Message par Plestin » 18 Mai 2018, 05:55

Cet article sur Total qui se retire d'Iran, dans Le Revenu du 16 mai 2018, est assez révélateur du rapport de force entre capitalistes et Etats qui les soutiennent, et de la façon dont les Etats-Unis peuvent siffler la fin de la récréation quand ça leur chante :


Sauf dérogation, Total quittera l’Iran d’ici novembre

Par Johann Corric

Le géant pétrolier a réagi à la décision américaine de réactiver des sanctions contre l’Iran. À moins qu’il n’obtienne une dérogation, le groupe français cessera ses activités dans le pays et il explique dans le détail pourquoi.

Depuis juillet 2017, Total est engagé en Iran dans un important projet gazier. Avec la compagnie nationale iranienne et le chinois CNPC, le français devait développer une partie du gigantesque champ South Pars pour un coût total de 5 milliards de dollars avec, à la clé, une production de 2 milliards de pieds cube de gaz par jour (ou 400.000 barils équivalent pétrole par jour). La première partie du projet supposait un investissement de 2 milliards de dollars, dont la moitié pris en charge par Total en tant qu’opérateur et actionnaire à hauteur de 50,1% (CNPC a 30%).
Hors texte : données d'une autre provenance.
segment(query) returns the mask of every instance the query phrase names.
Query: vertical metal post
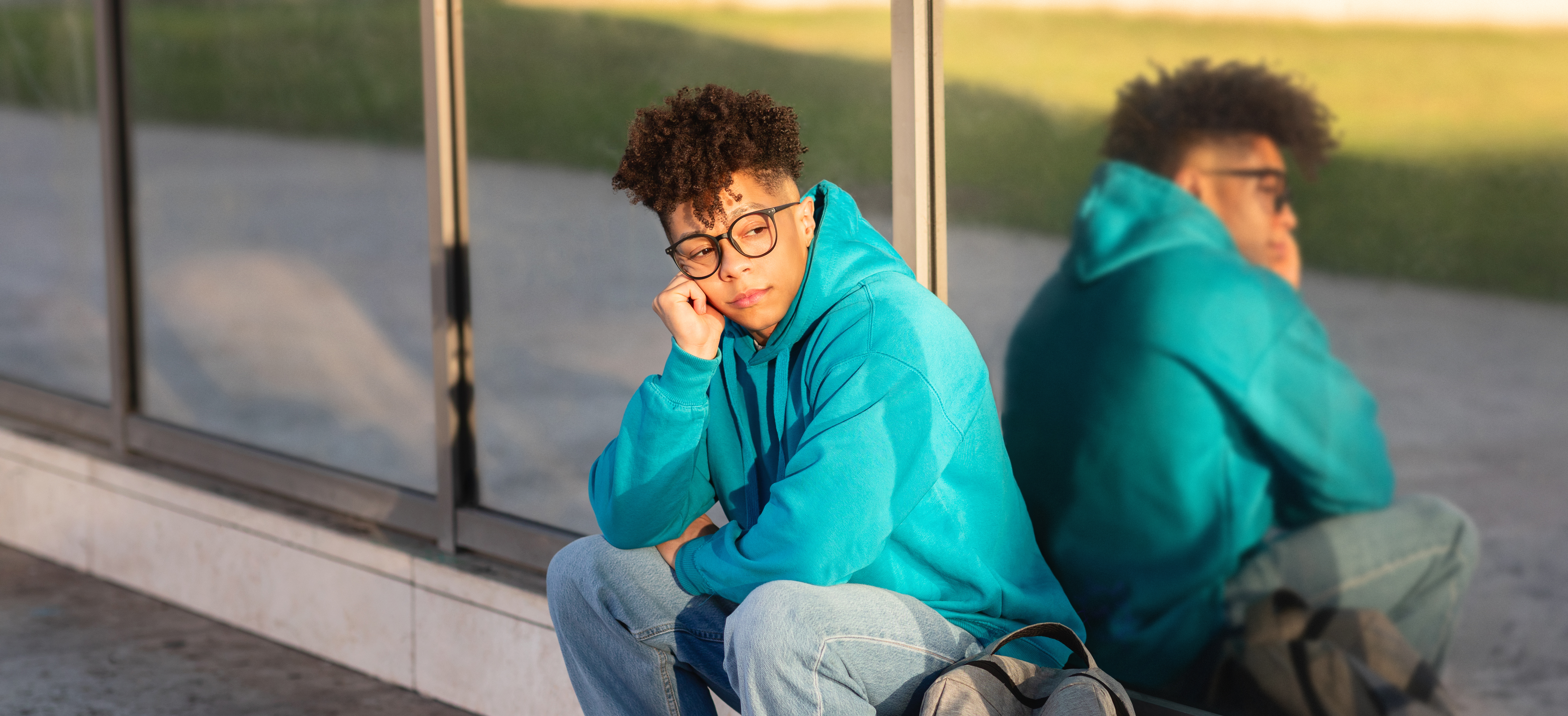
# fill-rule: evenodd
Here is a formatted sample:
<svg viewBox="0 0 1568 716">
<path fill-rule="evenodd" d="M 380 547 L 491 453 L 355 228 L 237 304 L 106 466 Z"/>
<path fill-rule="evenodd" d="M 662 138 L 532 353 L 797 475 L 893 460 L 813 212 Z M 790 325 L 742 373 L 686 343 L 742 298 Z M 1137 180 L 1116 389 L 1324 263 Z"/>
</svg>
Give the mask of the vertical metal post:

La décision américaine de sortir de l’accord sur le nucléaire iranien risque néanmoins de forcer le groupe dirigé par Patrick Pouyanné à abandonner ce projet avant le 4 novembre prochain.

À moins qu’«une dérogation propre au projet ne soit accordée par les autorités américaines, avec le soutien des autorités françaises et européennes», Total «ne pourra pas continuer [ce] projet», a indiqué le groupe dans un communiqué publié le 16 mai en milieu d’après midi.

Liens forts avec les États-Unis

«Cette dérogation (…) devra comprendre une protection de la société contre toute sanction secondaire applicable en vertu du droit américain», précise la société.

Ces déclarations ne sont pas vraiment une surprise. «Il a toujours été clair que Total ne peut pas se permettre d’être exposé à des sanctions secondaires américaines», explique le pétrolier.

Et le groupe de détailler l’ampleur de ses liens avec les États-Unis : les banques américaines «sont impliquées dans plus de 90% de [ses] opérations de financement», plus de 30% de son actionnariat est américain et il possède plus de 10 milliards de dollars d’actifs dans le pays.

La société a toutefois cherché à relativiser les conséquences d’un tel abandon, indiquant notamment que ses dépenses engagées à ce jour dans le projet iranien «ne dépassent pas 40 millions d’euros».

Total a en outre confirmé son objectif de croissance de sa production de 5% par an entre 2016 et 2022, qui ne serait donc pas impacté par un retrait d’Iran.

En Bourse, l'action n'est pas perturbée par ces annonces. Le 16 mai elle a clôturé en repli de 0,67% après avoir touché, la veille, un plus haut de dix ans à 54,14 euros.